Era novembro de 2014. Primeiro fim de semana. Plena campanha da Dilma. Fim de tarde na RPPN dele, a Linda Serra dos Topázios. Jaime e eu começamos a conversar sobre a falta que fazia termos acesso a um veículo independente e democrático de informação.

Resolvemos fundar o nosso. Um espaço não comercial, de resistência. Mais um trabalho de militância, voluntário, por suposto. Jaime propôs um jornal; eu, uma revista. O nome eu escolhi (ele queria Bacurau). Dividimos as tarefas. A capa ficou com ele, a linha editorial também.

Correr atrás da grana ficou por minha conta. A paleta de cores, depois de larga prosa, Jaime fechou questão – “nossas cores vão ser o vermelho e o amarelo, porque revista tem que ter cor de luta, cor vibrante” (eu queria verde-floresta). Na paz, acabei enfiando um branco.

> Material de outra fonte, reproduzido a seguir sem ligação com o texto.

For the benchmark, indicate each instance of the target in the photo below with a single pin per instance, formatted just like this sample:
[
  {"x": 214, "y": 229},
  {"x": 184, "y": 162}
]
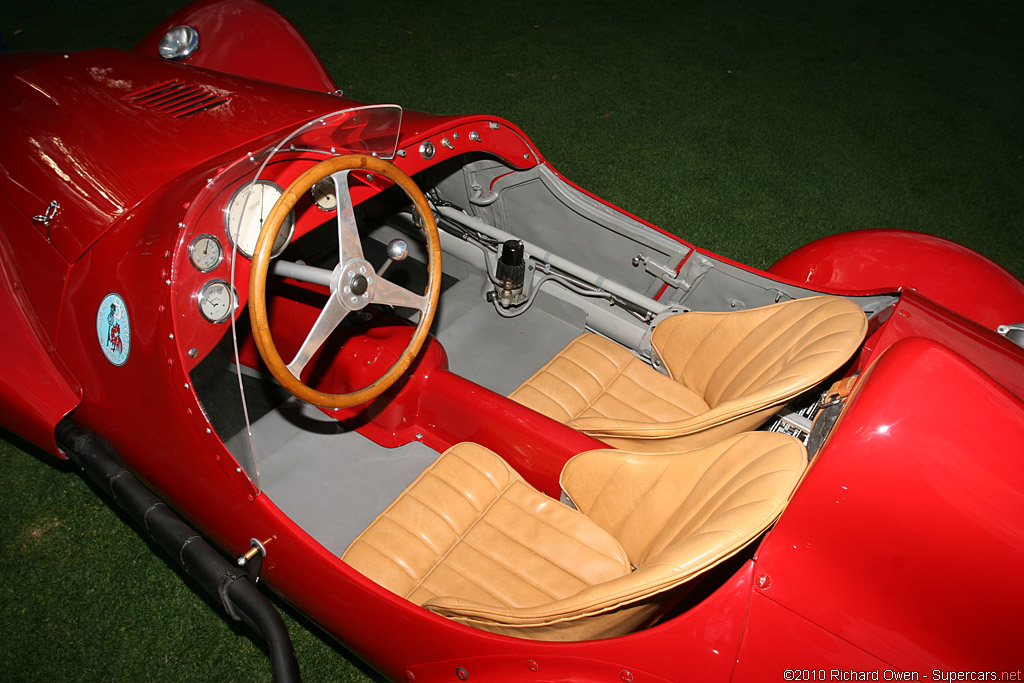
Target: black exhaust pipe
[{"x": 242, "y": 600}]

Fizemos a primeira edição da Xapuri lá mesmo, na Reserva, em uma noite. Optamos por centrar na pauta socioambiental. Nossa primeira capa foi sobre os povos indígenas isolados do Acre: ‘Isolados, Bravos, Livres: Um Brasil Indígena por Conhecer”. Depois de tudo pronto, Jaime inventou de fazer uma outra boneca, “porque toda revista tem que ter número zero”.

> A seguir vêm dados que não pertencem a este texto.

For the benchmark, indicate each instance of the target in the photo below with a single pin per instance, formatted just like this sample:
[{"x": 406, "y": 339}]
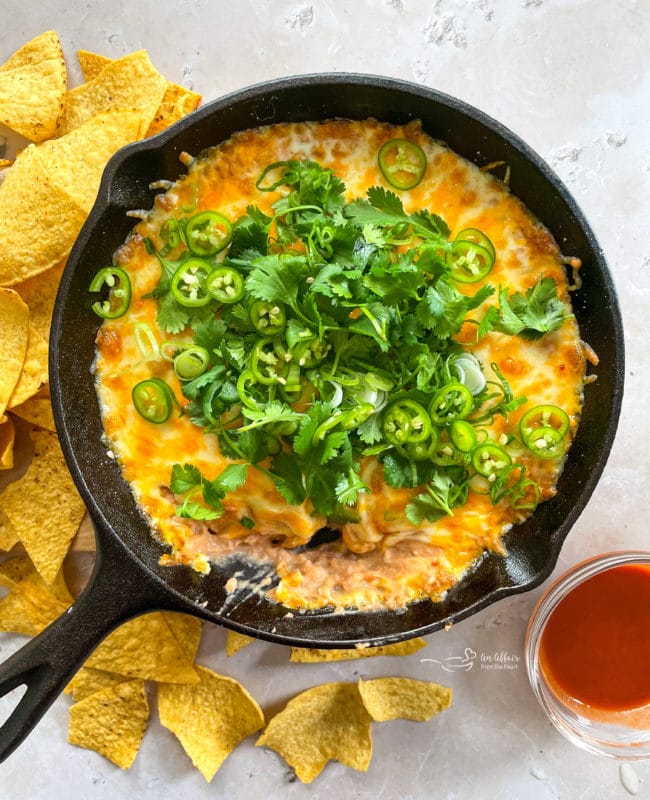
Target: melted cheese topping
[{"x": 383, "y": 560}]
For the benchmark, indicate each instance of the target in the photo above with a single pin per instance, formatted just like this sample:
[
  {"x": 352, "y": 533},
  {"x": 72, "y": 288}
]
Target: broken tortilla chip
[
  {"x": 177, "y": 102},
  {"x": 88, "y": 681},
  {"x": 75, "y": 162},
  {"x": 307, "y": 655},
  {"x": 209, "y": 718},
  {"x": 34, "y": 375},
  {"x": 31, "y": 604},
  {"x": 236, "y": 641},
  {"x": 403, "y": 698},
  {"x": 7, "y": 438},
  {"x": 8, "y": 534},
  {"x": 37, "y": 410},
  {"x": 14, "y": 338},
  {"x": 129, "y": 82},
  {"x": 38, "y": 227},
  {"x": 112, "y": 722},
  {"x": 40, "y": 293},
  {"x": 44, "y": 506},
  {"x": 328, "y": 722},
  {"x": 147, "y": 648},
  {"x": 32, "y": 88}
]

Dessa vez finquei pé, ficamos com a capa indígena. Voltei pra Brasília com a boneca praticamente pronta e com a missão de dar um jeito de imprimir. Nos dias seguintes, o Jaime veio pra Formosa, pra convencer minha irmã Lúcia a revisar a revista, “de grátis”. Com a primeira revista impressa, a próxima tarefa foi montar o Conselho Editorial.

Jaime fez questão de visitar, explicar o projeto e convidar pessoalmente cada conselheiro e cada conselheira (até a doença agravar, nos seus últimos meses de vida, nunca abriu mão dessa tarefa). Daqui rumamos pra Goiânia, para convidar o arqueólogo Altair Sales Barbosa, nosso primeiro conselheiro. “O mais sabido de nóis,” segundo o Jaime.

Trilhamos uma linda jornada. Em 80 meses, Jaime fez questão de decidir, mensalmente, o tema da capa e, quase sempre, escrever ele mesmo. Às vezes, ligava pra falar da ótima ideia que teve, às vezes sumia e, no dia certo, lá vinha o texto pronto, impecável.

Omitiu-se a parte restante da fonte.